Brown stated his opposition to the effort, which solicited dozens of volunteers to bail out women and juveniles detained in the jails on Rikers Island, who cannot afford to post bail, in an op-ed published in the New York Post on Oct. 5.

“The consequences of this well-intentioned, but ill-conceived, plan will fall most heavily on the people who live in the neighborhoods to which these defendants will return. One can only conclude that someone, somewhere, will be hurt as a result of this project.” Brown wrote.

The long-termed district attorney was one of numerous city officials and bail bonds advocates that have spoken out against the Mass Bail Out due to concerns about public safety. His office did not respond to a request for comment for this story.

Managing Attorney at RFK Human Rights and one of the organizers of the Mass Bail Out Wade McMullen said that he felt there needed to be an open and honest conversation about public safety and the role that cash bail plays.

“For far too long we've let fear based rhetoric and fear mongering result in really bad criminal justice policy. Not just bad and expensive, but unfair and unjust,” he said. “We need to talk about how the whole system works and how pretrial incarceration itself reduces public safety. Ripping kids from classrooms, mothers from their children and their families, caretakers, income providers.”

The Mass Bail Out has three goals McMullen said. The first is to free the incarcerated women and juveniles who cannot afford bail. The second is to expose people to the realities of a cash bail system and to mobilize them to fight for reform.

“Third is to shine a light on injustice for the broader community so people can see and understand what bail is, how money bail is being used as a mechanism to keep humans in cages instead of as a mechanism for release as intended,” said McMullen. “It's a way for us to expand people's imagination about decarceration.”

But McMullen emphasized that the effort is not a solution.

“It's an intervention that is needed right now on the long road toward structural reform,” he said.

Brown also wrote in his op-ed that as a foundation and not a family member or friend, RFK has no incentive to make sure the defendants show up for their court date. The president of Empire Bail Bonds, Michelle Esquenazi asked in a previous interview with the Eagle what happens if an inmate released through the foundation doesn’t show up to court?

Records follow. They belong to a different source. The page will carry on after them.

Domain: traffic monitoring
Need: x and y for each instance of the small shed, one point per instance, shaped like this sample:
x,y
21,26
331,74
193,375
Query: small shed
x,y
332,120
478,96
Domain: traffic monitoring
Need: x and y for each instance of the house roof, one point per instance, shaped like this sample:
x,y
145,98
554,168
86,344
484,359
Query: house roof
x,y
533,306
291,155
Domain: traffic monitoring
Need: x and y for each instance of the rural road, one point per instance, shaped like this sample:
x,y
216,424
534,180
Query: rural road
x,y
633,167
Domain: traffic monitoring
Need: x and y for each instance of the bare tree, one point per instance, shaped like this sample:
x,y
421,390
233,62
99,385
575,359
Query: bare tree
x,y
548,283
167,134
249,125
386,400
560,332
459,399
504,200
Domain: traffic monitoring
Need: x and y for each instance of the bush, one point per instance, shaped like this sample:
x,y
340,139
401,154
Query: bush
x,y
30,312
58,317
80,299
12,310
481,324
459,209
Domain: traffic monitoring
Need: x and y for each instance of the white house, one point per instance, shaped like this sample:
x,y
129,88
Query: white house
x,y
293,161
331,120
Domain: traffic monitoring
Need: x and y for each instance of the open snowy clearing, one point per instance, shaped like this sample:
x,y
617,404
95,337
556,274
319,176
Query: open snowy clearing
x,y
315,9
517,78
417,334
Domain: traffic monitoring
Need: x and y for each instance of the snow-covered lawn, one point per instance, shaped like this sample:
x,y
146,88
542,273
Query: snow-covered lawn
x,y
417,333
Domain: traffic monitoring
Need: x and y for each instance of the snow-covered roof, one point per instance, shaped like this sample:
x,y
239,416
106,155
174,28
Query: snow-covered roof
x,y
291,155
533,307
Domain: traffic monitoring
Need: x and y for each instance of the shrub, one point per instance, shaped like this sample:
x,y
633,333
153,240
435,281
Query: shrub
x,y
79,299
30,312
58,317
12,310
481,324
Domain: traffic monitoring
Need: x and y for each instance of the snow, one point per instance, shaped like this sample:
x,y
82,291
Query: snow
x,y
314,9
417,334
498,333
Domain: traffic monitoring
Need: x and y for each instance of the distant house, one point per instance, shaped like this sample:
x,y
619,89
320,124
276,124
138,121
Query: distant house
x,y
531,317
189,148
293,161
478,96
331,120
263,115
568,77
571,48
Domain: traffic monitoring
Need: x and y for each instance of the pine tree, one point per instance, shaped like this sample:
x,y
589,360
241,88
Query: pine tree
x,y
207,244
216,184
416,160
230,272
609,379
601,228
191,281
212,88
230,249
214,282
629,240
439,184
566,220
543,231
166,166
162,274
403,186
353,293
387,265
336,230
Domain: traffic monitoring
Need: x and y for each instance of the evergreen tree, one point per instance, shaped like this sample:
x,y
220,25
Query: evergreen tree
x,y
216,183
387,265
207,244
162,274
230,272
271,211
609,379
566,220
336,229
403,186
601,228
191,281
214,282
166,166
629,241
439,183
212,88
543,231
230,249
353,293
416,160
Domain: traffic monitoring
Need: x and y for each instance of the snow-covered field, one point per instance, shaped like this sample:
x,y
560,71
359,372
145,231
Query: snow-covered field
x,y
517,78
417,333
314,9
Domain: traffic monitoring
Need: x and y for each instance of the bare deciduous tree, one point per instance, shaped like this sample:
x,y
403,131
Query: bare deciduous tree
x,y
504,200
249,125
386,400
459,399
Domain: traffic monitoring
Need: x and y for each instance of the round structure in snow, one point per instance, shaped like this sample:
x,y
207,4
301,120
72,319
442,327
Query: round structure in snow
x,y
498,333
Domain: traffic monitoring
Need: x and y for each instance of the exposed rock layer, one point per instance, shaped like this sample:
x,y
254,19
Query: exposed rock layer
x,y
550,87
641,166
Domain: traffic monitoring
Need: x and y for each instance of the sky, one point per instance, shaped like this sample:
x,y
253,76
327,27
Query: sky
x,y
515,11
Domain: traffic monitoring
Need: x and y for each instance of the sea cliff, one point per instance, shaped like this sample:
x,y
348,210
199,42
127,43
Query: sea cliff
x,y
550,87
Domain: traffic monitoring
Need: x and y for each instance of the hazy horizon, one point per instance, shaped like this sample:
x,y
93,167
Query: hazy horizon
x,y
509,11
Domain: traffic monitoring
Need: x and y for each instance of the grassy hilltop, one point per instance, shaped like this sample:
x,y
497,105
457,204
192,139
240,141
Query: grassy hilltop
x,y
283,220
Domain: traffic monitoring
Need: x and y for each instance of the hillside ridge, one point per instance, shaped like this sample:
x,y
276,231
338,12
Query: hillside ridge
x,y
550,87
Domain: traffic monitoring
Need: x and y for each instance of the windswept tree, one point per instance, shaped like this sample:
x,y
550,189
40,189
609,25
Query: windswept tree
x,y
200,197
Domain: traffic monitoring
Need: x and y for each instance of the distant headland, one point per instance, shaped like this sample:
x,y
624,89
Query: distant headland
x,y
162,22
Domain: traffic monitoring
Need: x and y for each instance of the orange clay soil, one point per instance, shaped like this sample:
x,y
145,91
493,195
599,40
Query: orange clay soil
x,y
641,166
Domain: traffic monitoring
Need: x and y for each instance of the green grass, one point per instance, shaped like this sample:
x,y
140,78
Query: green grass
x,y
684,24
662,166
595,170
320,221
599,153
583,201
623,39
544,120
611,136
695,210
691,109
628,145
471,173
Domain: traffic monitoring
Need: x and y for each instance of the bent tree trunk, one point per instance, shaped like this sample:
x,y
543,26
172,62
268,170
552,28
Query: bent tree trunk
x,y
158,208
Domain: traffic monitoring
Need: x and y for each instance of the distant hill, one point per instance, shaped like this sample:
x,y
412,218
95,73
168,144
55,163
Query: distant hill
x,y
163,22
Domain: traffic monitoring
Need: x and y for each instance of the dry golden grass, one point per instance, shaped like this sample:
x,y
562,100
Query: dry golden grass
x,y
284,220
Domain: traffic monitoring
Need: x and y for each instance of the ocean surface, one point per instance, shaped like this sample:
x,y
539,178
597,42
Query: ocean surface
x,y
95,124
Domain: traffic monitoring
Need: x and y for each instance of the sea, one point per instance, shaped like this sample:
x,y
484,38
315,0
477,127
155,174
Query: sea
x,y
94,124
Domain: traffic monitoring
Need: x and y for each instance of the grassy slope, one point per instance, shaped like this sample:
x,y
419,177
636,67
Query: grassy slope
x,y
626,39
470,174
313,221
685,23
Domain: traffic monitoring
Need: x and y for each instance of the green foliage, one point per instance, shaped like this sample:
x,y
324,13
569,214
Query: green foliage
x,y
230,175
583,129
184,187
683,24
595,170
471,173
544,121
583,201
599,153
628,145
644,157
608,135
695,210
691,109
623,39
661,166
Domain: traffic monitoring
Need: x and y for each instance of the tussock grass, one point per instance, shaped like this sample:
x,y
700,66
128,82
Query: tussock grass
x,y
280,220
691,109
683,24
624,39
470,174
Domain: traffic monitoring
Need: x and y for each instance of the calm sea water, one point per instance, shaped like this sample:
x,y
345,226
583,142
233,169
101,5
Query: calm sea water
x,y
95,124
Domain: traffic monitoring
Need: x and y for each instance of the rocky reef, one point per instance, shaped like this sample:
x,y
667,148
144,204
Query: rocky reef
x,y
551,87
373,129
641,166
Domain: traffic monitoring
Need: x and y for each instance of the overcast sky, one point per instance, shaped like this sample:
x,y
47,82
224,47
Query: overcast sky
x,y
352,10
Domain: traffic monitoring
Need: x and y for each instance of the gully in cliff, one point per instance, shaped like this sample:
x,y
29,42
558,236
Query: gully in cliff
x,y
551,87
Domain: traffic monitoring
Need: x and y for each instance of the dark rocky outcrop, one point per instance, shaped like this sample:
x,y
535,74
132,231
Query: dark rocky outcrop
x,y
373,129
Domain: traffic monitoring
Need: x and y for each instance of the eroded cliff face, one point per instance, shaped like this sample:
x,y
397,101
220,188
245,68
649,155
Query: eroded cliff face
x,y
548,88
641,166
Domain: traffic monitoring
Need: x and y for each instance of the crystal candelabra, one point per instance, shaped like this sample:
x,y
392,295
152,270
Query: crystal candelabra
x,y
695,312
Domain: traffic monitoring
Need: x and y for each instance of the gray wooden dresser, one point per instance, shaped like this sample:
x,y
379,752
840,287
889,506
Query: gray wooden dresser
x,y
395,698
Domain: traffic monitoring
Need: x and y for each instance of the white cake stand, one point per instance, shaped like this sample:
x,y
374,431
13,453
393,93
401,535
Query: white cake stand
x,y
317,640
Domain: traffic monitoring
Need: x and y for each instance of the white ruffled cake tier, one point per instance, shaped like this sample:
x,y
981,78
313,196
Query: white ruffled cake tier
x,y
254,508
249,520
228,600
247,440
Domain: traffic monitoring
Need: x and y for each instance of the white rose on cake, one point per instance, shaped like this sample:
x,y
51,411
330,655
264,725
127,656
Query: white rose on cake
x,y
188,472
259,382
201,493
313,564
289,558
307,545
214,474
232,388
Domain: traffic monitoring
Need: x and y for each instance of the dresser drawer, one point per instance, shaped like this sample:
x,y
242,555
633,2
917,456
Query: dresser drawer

Whenever an inmate is released from jail through a bail bondsman agency and they jump bail, bounty hunters are assigned to find the person. Several request for comment from RFK Human Rights group about plans for bail jumpers was not returned.

But, in a previous interview, McMullen said that they expect to have a similar return to court rate as the various community bail funds that already operate throughout the city.

One is the Brooklyn Bail Fund, which helps out people facing misdemeanor charges with bail set at $2,000 or less. According to the Brooklyn Bail Fund's data, their clients have a return to court rate of 95 percent. Most of the time it's as simple as sending a text message reminding the person of their court date, or helping them find childcare or transportation that will ensure that they show up at court, said McMullen.

In his op-ed, Brown also said that victims have been forgotten and that the Mass Bail Out will endanger them by releasing their perpetrators.

Erica Ford, a volunteer with the Mass Bail Out and the CEO of South Jamaica-based anti-violence organization LIFE Camp, refuted that argument saying that often times people are both victims and perpetrators.

“Half the time they can’t tell the difference between the victim or the perpetrator. There’s no love there for either one in terms of how the systems set up,” said Ford, who is also the co-creator of the Crisis Management System, an anti-violence network overseen and managed by the Mayor’s Office to Prevent Gun Violence. “People don’t get help. People don’t get the services and support.”

She said that the people being bailed out were only still incarcerated because they are poor. Releasing them back to their communities would give them access to services and support systems that would allow them to better fight their cases. Posting bail was the human thing to do, she said.

“If we were bailing out a bunch of white kids from the Upper East Side, I wonder if the conversation would be the same,” Ford said.